Crid at March 15, 2018 7:39 AM
But even mocking her for a "celebrity" board is too gentle. Make even a casual study of SV VC's: One of their first moves when backing in a startup is to bring in people with genuine realm expertise to advise the hotshot founder.
Holmes did all it with lipstick and a fashionably ill-fitting blouse.
Crid at March 15, 2018 7:47 AM
Ah, "domain knowledge."
If I remember correctly but may not, one of the great wrinkles in this story is the estrangement of Shultz and his son when the kid called bullshit.
Crid at March 15, 2018 7:49 AM
Verde, Shkreli is very much the exception. The man essentially pissed of a lot of people and then further pissed of a lot of powerful people when they were forced by their constituents to deal with him. The man appears to enjoy being an asshole. And that is why 'discretion' should scare all of us. Shkreli's real crime was pissing people off. It he wasn't so abrasive he would never have seen a jail and only a slap on the wrist fine. And that's not right. There is no law against being a jerk.

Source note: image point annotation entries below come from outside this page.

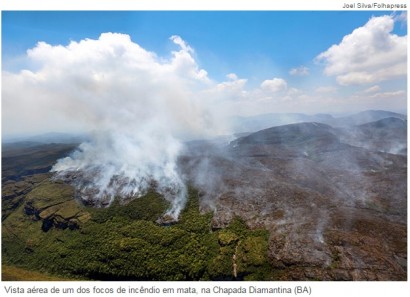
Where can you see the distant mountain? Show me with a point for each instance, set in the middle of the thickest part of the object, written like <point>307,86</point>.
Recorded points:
<point>264,121</point>
<point>365,117</point>
<point>385,135</point>
<point>51,137</point>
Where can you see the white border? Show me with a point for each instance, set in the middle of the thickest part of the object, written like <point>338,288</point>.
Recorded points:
<point>320,289</point>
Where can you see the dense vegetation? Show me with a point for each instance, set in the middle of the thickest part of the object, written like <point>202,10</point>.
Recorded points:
<point>124,242</point>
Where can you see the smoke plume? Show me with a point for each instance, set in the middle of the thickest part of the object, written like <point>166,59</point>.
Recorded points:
<point>139,106</point>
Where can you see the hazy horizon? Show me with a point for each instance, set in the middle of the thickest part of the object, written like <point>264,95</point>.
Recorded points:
<point>114,68</point>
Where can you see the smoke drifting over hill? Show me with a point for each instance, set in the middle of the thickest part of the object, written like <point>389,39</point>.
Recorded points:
<point>139,106</point>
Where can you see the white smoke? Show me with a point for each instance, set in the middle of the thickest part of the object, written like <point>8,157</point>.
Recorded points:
<point>140,107</point>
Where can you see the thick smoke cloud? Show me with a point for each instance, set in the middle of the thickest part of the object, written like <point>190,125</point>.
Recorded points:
<point>139,106</point>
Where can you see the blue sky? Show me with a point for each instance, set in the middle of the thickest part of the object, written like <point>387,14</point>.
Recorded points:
<point>250,44</point>
<point>248,62</point>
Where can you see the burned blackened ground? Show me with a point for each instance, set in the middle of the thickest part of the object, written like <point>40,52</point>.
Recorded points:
<point>335,210</point>
<point>305,201</point>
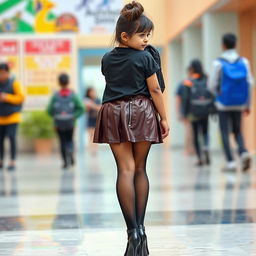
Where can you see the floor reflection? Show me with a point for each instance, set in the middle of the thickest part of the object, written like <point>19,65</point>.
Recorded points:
<point>47,211</point>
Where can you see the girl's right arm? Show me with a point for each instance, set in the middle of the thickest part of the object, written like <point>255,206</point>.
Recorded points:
<point>157,96</point>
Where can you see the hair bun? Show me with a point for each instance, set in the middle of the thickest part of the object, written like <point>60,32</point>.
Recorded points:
<point>132,11</point>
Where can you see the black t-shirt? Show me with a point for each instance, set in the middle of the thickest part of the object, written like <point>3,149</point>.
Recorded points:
<point>126,71</point>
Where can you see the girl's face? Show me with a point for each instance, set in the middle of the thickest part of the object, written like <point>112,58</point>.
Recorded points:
<point>138,41</point>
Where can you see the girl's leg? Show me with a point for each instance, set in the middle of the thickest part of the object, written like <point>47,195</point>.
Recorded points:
<point>123,154</point>
<point>92,146</point>
<point>140,153</point>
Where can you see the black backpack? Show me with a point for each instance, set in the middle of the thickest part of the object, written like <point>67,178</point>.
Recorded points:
<point>201,100</point>
<point>7,109</point>
<point>64,111</point>
<point>156,56</point>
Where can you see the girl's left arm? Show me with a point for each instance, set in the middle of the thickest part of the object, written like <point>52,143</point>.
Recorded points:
<point>157,96</point>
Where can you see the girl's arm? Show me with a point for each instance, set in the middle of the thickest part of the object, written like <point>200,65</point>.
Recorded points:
<point>157,96</point>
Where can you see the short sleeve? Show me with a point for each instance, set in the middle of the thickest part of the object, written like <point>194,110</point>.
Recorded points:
<point>150,65</point>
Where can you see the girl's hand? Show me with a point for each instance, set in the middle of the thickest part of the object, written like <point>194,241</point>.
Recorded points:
<point>164,128</point>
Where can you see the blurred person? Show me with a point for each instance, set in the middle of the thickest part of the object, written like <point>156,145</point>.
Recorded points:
<point>11,99</point>
<point>65,107</point>
<point>92,106</point>
<point>196,104</point>
<point>188,140</point>
<point>128,119</point>
<point>230,80</point>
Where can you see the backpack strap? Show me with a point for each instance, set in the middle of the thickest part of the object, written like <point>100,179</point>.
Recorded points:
<point>225,60</point>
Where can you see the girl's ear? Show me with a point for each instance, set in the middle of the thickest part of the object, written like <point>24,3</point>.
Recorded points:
<point>124,37</point>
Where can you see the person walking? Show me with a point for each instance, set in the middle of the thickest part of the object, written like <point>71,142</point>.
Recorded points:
<point>11,99</point>
<point>128,119</point>
<point>196,103</point>
<point>188,135</point>
<point>231,80</point>
<point>65,107</point>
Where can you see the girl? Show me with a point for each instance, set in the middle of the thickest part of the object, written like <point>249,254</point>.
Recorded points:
<point>128,119</point>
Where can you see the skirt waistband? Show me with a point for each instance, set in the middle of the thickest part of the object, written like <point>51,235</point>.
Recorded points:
<point>135,97</point>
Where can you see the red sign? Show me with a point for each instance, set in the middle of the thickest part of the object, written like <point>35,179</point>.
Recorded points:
<point>9,47</point>
<point>48,46</point>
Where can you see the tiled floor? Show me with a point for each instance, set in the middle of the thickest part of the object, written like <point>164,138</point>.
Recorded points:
<point>192,211</point>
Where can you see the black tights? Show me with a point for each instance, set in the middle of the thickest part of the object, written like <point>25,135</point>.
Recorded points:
<point>132,184</point>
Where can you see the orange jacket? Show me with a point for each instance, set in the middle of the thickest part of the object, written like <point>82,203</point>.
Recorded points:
<point>16,98</point>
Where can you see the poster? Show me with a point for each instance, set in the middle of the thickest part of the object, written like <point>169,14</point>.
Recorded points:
<point>57,16</point>
<point>44,60</point>
<point>10,53</point>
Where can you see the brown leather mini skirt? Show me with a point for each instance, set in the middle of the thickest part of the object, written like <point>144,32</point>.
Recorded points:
<point>131,119</point>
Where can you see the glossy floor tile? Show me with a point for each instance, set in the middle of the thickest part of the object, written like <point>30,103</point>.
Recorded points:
<point>191,211</point>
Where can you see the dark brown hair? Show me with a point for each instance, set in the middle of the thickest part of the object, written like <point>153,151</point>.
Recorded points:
<point>132,20</point>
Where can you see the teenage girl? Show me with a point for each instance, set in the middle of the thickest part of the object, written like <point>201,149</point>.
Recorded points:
<point>128,119</point>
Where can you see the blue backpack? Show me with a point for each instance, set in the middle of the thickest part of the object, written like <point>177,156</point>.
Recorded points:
<point>234,87</point>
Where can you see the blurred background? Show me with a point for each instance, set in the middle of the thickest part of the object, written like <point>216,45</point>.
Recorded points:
<point>41,39</point>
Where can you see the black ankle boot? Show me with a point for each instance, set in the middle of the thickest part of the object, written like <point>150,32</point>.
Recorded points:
<point>134,243</point>
<point>144,241</point>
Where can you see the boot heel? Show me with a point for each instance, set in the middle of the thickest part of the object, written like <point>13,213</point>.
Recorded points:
<point>134,243</point>
<point>144,242</point>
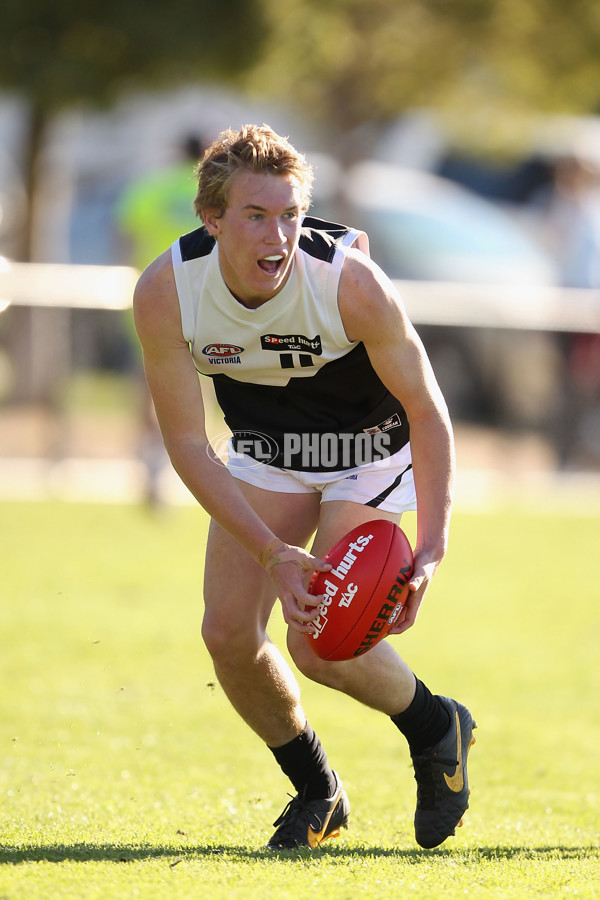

Those same abuses of 'discretion' could be used against any of us.
Ben at March 15, 2018 8:31 AM
Martha Stewart is on line one, something about going to jail and the tatts to prove it.
I R A Darth Aggie at March 15, 2018 8:36 AM
Consider this list of pathetic, humiliated old men.
I'm pretty sure they were well paid to be on the board.
I R A Darth Aggie at March 15, 2018 8:42 AM
> they were well paid
Certainly some are still sufficiently active in life that they can anticipate smirks and snickers in social gatherings.
She makes it look like an almost admirable con: Who knew lives of achievement could be so lonely, so needful of attention from a fertile hipster of gentle fashionability? (Lipstick and gothy eyeshadow and faux turtlenecks, but no tats or transdermal hardware.)
Crid at March 15, 2018 12:53 PM
More Big Picture on Holmes and American commerce:
While financiers must never lie, people must be free to believe in things that aren't real, including the likelihood of revolutionary technologies.Ben, bless his twisted little soul, is correct about Shkreli.
But if Ben and another of other commenters here and elsewhere in our culture were forbidden from believing in things that weren't real, they'd be in prison.
I still think Facebook is a loathsome scam.
Crid at March 15, 2018 9:42 PM
The settlement was of the civil case...it seems quite possible that a criminal case might be brought as well.
Indeed, two criminal cases: one for securities fraud and one for violation of the applicable FDA regulations.
Schultz's behavior was inexcusable: apparently, his reaction to potential bad news was to react with anger toward the messenger.